Judge Allows Ex-CIA Employee to Proceed With Lawsuit

A fired CIA employee, who collected prewar intelligence that Iraq was not developing weapons of mass destruction, can continue with a lawsuit challenging his dismissal, a federal judge has ruled.

U.S. District Judge Gladys Kessler decided on technical grounds that the lawsuit could not be dismissed. But she did not rule on the covert agent's contention that he was fired because he refused to alter intelligence that contradicted Bush administration policies.

Kessler said in the ruling Friday that the covert agent, identified only as Doe, had the right to argue his firing was based on allegedly false information placed in his personnel file.

The agent said he collected intelligence from several countries in the Near East. "Obviously, Iraq was one of them," said the plaintiff's Washington attorney, Roy Krieger. The lawsuit does not name any of the countries.

The intelligence was collected as the United States prepared for the invasion of Iraq in 2003, and President Bush justified the war on grounds that Iraq had weapons of mass destruction. No such weapons have been found.

The lawsuit said Doe's CIA superiors either refused to disseminate the intelligence or demanded he falsify his report to indicate several countries were developing the weapons.

The agent said he was told by superiors that President Bush would be informed of the intelligence, but the lawsuit contended the briefing never occurred.

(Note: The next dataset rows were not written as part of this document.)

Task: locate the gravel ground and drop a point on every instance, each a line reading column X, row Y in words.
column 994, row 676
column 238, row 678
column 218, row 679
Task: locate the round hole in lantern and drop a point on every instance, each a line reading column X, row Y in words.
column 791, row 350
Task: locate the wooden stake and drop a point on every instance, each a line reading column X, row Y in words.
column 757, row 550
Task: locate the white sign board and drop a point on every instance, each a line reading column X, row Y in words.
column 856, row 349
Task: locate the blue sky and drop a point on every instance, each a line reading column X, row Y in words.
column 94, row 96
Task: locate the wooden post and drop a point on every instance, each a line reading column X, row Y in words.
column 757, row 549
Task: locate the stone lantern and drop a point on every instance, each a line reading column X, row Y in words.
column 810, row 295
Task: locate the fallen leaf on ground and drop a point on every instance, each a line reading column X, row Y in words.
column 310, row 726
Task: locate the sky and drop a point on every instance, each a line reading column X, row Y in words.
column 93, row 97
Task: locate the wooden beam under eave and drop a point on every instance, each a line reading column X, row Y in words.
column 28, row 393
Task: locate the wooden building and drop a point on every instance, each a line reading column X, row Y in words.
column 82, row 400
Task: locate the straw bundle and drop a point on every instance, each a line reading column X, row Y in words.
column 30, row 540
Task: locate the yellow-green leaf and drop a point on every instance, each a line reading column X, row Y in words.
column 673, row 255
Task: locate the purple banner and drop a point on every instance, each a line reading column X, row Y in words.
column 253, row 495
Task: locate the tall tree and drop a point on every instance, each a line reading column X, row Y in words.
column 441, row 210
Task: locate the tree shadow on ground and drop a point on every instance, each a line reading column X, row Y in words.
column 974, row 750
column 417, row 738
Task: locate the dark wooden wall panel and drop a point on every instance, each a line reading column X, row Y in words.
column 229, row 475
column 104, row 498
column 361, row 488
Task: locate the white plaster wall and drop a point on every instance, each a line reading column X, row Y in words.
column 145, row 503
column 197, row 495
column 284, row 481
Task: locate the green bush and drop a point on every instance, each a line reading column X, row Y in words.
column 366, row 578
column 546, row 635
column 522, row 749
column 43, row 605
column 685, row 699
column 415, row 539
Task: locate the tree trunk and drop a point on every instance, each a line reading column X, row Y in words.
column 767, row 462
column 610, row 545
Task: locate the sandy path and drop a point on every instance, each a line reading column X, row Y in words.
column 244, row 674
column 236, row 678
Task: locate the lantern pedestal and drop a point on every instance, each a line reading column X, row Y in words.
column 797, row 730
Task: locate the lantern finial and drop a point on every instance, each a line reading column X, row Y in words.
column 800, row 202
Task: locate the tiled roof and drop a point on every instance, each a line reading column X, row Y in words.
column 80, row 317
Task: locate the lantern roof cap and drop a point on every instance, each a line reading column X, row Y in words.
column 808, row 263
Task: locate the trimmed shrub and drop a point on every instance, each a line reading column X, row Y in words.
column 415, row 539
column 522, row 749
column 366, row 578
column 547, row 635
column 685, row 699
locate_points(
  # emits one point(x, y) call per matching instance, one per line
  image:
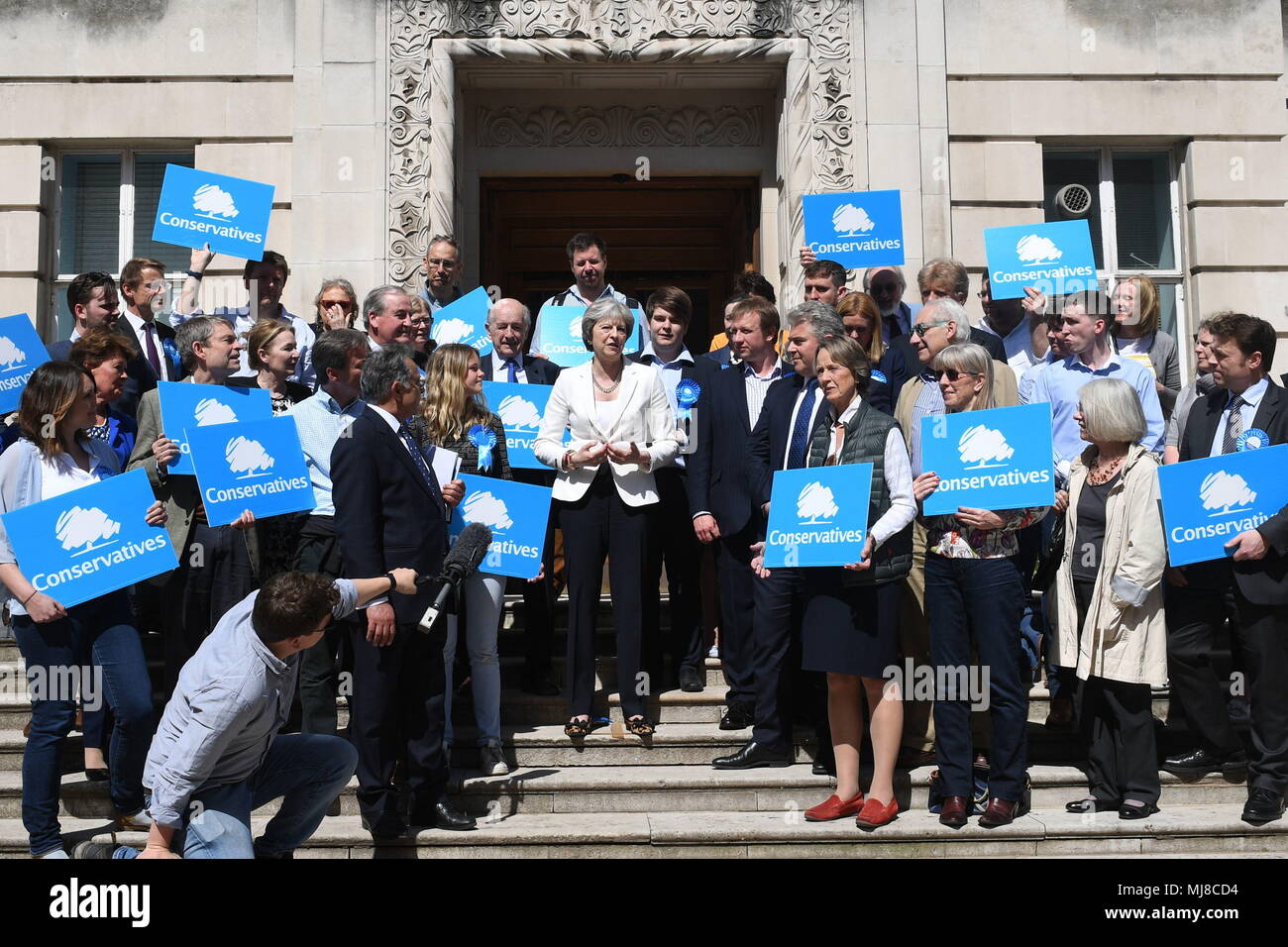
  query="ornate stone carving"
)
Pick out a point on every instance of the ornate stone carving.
point(618, 125)
point(819, 99)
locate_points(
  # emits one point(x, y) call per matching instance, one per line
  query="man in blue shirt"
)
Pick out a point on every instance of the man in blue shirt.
point(1086, 333)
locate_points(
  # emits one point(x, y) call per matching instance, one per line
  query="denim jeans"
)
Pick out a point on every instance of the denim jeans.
point(305, 771)
point(97, 637)
point(483, 596)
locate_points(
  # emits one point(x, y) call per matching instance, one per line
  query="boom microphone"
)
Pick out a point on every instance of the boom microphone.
point(462, 562)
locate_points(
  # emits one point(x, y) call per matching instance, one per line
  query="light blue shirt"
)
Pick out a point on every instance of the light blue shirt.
point(1247, 411)
point(1059, 384)
point(321, 421)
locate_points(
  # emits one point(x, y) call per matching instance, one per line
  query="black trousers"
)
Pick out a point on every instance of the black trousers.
point(679, 549)
point(214, 574)
point(397, 709)
point(1117, 723)
point(737, 583)
point(1196, 615)
point(322, 664)
point(596, 526)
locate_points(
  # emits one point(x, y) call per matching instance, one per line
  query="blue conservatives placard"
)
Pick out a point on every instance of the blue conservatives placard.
point(90, 541)
point(198, 208)
point(21, 354)
point(818, 515)
point(558, 335)
point(1210, 501)
point(187, 406)
point(464, 321)
point(857, 228)
point(520, 408)
point(990, 460)
point(1056, 258)
point(256, 466)
point(515, 513)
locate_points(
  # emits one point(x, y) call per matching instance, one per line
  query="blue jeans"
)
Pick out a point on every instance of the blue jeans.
point(307, 771)
point(97, 639)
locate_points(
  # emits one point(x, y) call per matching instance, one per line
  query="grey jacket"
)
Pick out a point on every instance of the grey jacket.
point(21, 486)
point(232, 698)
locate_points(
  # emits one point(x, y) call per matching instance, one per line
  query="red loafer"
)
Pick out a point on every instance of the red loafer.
point(875, 814)
point(833, 809)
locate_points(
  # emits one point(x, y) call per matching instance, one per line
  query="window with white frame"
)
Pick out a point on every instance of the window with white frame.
point(1128, 197)
point(107, 202)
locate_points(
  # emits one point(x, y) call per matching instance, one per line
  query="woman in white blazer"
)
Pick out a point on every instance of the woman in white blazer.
point(622, 428)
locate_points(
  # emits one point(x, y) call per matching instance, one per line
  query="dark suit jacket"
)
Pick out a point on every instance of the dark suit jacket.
point(385, 513)
point(1262, 582)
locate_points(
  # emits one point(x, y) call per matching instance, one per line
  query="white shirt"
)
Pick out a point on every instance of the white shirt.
point(501, 373)
point(898, 475)
point(137, 324)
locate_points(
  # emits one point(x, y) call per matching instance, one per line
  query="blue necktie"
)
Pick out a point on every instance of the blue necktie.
point(800, 433)
point(417, 457)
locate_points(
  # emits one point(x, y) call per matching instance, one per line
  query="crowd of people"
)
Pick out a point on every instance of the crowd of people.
point(658, 459)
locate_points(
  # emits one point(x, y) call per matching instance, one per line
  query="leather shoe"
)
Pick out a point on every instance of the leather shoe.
point(954, 812)
point(384, 826)
point(737, 716)
point(833, 809)
point(442, 815)
point(1263, 805)
point(999, 813)
point(752, 755)
point(1202, 762)
point(691, 680)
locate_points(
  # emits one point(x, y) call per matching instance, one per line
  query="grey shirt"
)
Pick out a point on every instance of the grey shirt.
point(232, 698)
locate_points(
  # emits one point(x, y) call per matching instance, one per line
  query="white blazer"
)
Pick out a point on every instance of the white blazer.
point(642, 414)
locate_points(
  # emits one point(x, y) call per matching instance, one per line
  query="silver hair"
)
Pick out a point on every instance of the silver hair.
point(384, 368)
point(527, 313)
point(1111, 411)
point(822, 318)
point(949, 311)
point(605, 308)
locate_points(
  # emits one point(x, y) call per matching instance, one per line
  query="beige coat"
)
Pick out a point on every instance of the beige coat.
point(1125, 637)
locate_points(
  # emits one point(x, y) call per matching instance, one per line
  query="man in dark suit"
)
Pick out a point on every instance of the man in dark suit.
point(93, 302)
point(794, 406)
point(1254, 577)
point(724, 512)
point(389, 512)
point(507, 325)
point(142, 281)
point(686, 379)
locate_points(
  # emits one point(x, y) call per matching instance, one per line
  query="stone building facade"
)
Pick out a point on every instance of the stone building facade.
point(384, 121)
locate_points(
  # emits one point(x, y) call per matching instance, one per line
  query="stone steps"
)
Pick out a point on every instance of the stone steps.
point(1196, 828)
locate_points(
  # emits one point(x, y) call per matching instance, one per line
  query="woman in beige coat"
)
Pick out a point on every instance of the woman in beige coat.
point(1109, 607)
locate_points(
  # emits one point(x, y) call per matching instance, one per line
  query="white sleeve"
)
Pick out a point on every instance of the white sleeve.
point(898, 474)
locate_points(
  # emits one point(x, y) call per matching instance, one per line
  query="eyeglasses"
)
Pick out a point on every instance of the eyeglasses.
point(922, 328)
point(953, 373)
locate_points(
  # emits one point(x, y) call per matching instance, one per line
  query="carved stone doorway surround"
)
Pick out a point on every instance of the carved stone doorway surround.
point(810, 40)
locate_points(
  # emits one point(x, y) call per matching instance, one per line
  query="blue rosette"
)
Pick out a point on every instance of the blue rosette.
point(483, 440)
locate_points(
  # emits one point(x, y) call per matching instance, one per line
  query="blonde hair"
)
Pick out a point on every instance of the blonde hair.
point(447, 408)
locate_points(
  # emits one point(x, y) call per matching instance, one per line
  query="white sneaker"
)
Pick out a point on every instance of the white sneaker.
point(492, 761)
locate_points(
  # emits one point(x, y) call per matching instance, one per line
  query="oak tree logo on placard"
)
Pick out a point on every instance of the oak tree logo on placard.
point(11, 356)
point(814, 504)
point(980, 447)
point(248, 458)
point(487, 509)
point(452, 331)
point(213, 202)
point(1224, 493)
point(1034, 249)
point(89, 528)
point(516, 411)
point(849, 221)
point(213, 411)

The plaintiff said the CIA launched two sham investigations of him before his termination in September, 2004, accusing him of having sex with a female intelligence asset and diverting money designated for informers to his own use.

Kessler's ruling centered on Doe's assertion that his firing was based on inaccurate information in his personnel file.

She said Doe's allegation "is plausible."

"For example, he knows that the CIA initiated two investigations and he knows he was subsequently fired," she wrote. "It is not unreasonable to conclude, as plaintiff has alleged, that information recorded in his files as a result of the investigations was the cause of his termination."